Em agosto, a contenda ganhou novo capítulo quando o empresário anunciou o fechamento do escritório do X no Brasil e se negou a nomear um representante legal para o país mesmo após ordem do STF.
Como resposta, Moraes determinou a suspensão da plataforma e o bloqueio das contas de outra empresa de Musk — a Starlink — para pagar as multas acumuladas pelo X por desrespeitar decisões da Justiça brasileira.
Na reta final da corrida à Casa Branca, o bloqueio do X alimentou teorias da conspiração nos Estados Unidos de que a candidata democrata, Kamala Harris, também planejava suspender a rede nos Estados Unidos.
Nas últimas semanas, bolsonaristas especularam que a eleição de Trump poderia fortalecer a posição de Musk na queda de braço com a Justiça brasileira, já que um novo bloqueio da plataforma poderia resultar na ameaça de sanções ao Brasil pelo futuro governo republicano.
Aliados no Congresso
Em abril, os ataques de Musk a Moraes ganharam o reforço de iniciativas de congressistas republicanos, sob a liderança do presidente do Comitê Judiciário da Câmara dos Representantes dos Estados Unidos, Jim Jordan.
O comitê foi o responsável pela divulgação de um relatório sobre supostos casos de censura e violação da liberdade de expressão no Brasil.
O documento apresentava trechos de ofícios do Judiciário brasileiro — tirados de contexto — que determinavam a remoção de contas ou publicações nas redes por disseminação de desinformação e discurso de ódio.
A investida do comitê contra o Brasil ocorreu semanas após a visita ao Congresso americano de uma comitiva de deputados brasileiros, liderados por Eduardo Bolsonaro.
Como mostrou a Agência Pública, o grupo passou cerca de uma semana em Washington buscando apoio político e tentando convencer os republicanos de que o Brasil não era mais uma democracia.
O lobby resultou também na realização de um debate sobre o Brasil na Comissão de Assuntos Exteriores do Congresso dos Estados Unidos, no dia 7 de maio, que contou com a presença de parlamentares brasileiros.
A sessão teve depoimentos de Paulo Figueiredo Filho e do ativista norte-americano Michael Shellenberger, autor dos chamados Twitter Files Brazil e um dos principais propagadores da retórica de que o Brasil vive sob censura. Também foi ouvido Christopher Pavlovski, fundador da rede social Rumble, que deixou de operar no Brasil em 2023 por discordar de decisões judiciais.
O ponto do debate mais aclamado pela extrema direita brasileira foi a intervenção da deputada republicana María Elvira Salazar, filha de exilados cubanos, que chamou Lula de ex-condenado e exibiu uma foto de Moraes.

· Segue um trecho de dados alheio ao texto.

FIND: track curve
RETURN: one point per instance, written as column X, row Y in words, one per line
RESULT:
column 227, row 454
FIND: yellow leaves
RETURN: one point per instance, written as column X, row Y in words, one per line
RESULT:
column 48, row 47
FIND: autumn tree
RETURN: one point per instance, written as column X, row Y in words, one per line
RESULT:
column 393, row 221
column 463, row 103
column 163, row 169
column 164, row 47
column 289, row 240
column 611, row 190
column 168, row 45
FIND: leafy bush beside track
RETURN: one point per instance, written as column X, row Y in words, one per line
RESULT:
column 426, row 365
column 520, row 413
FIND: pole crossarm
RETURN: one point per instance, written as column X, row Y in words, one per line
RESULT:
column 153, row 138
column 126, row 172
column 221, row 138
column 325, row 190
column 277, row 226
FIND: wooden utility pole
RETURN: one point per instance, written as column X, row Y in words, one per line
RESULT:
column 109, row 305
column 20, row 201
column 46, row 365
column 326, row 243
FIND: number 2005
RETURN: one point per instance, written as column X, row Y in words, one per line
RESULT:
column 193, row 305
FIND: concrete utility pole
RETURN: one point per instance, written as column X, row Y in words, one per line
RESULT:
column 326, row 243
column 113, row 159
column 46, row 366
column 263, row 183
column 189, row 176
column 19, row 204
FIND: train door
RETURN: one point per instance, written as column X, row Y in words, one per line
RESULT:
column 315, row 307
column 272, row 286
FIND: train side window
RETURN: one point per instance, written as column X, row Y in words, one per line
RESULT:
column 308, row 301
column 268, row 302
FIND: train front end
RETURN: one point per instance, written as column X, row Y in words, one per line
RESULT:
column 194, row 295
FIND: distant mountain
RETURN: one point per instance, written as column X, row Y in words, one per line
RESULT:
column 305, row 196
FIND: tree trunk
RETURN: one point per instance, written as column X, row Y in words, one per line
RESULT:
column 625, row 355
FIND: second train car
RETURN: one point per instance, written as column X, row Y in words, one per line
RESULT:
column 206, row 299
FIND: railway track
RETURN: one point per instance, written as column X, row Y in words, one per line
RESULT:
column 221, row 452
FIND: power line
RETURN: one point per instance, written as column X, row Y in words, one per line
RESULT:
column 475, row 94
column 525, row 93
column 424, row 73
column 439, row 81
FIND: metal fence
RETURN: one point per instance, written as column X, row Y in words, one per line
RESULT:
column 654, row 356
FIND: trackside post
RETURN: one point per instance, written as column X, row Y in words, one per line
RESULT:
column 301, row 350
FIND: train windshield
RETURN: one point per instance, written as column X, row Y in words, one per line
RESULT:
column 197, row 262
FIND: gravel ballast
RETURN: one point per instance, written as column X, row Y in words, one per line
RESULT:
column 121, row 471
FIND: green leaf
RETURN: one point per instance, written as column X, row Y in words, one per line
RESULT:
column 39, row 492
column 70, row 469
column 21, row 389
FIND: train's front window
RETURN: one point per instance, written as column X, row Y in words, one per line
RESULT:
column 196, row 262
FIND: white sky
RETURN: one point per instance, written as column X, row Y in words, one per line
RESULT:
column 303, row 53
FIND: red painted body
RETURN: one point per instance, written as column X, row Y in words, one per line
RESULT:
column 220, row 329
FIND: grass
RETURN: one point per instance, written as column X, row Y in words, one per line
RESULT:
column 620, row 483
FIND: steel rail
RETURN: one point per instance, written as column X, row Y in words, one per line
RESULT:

“Nós não sabemos se o ministro é um socialista, ou se ele é um tolo, ou se ele é um tolo útil para os socialistas. Mas sabemos que ele está cerceando um dos direitos fundamentais de uma democracia que é a liberdade de expressão”, disse.
Em setembro, durante a suspensão do X, Salazar foi uma das responsáveis por apresentar um projeto de lei que visa proibir a entrada nos Estados Unidos de estrangeiros acusados de violar a liberdade de expressão.
“O juiz da Suprema Corte brasileira Alexandre de Moraes é a vanguarda de um ataque internacional à liberdade de expressão contra cidadãos americanos como Elon Musk”, disse a congressista na altura da apresentação do projeto.
“Os aplicadores da censura não são bem-vindos na terra dos livres, os Estados Unidos”, acrescentou.
Outro autor do projeto, o republicano Darrell Issa também dirigiu ataques a Moraes no anúncio do projeto. Os dois congressistas foram reeleitos na última terça-feira (5).
O caminho da apuração
Aos Fatos acompanhou podcasts conservadores que analisavam as relações entre o Brasil e os Estados Unidos, que foram transcritos utilizando a ferramenta Escriba.
A reportagem também coletou posts nas redes sociais e notícias na imprensa para complementar a construção da rede de apoio brasileiro nos Estados Unidos.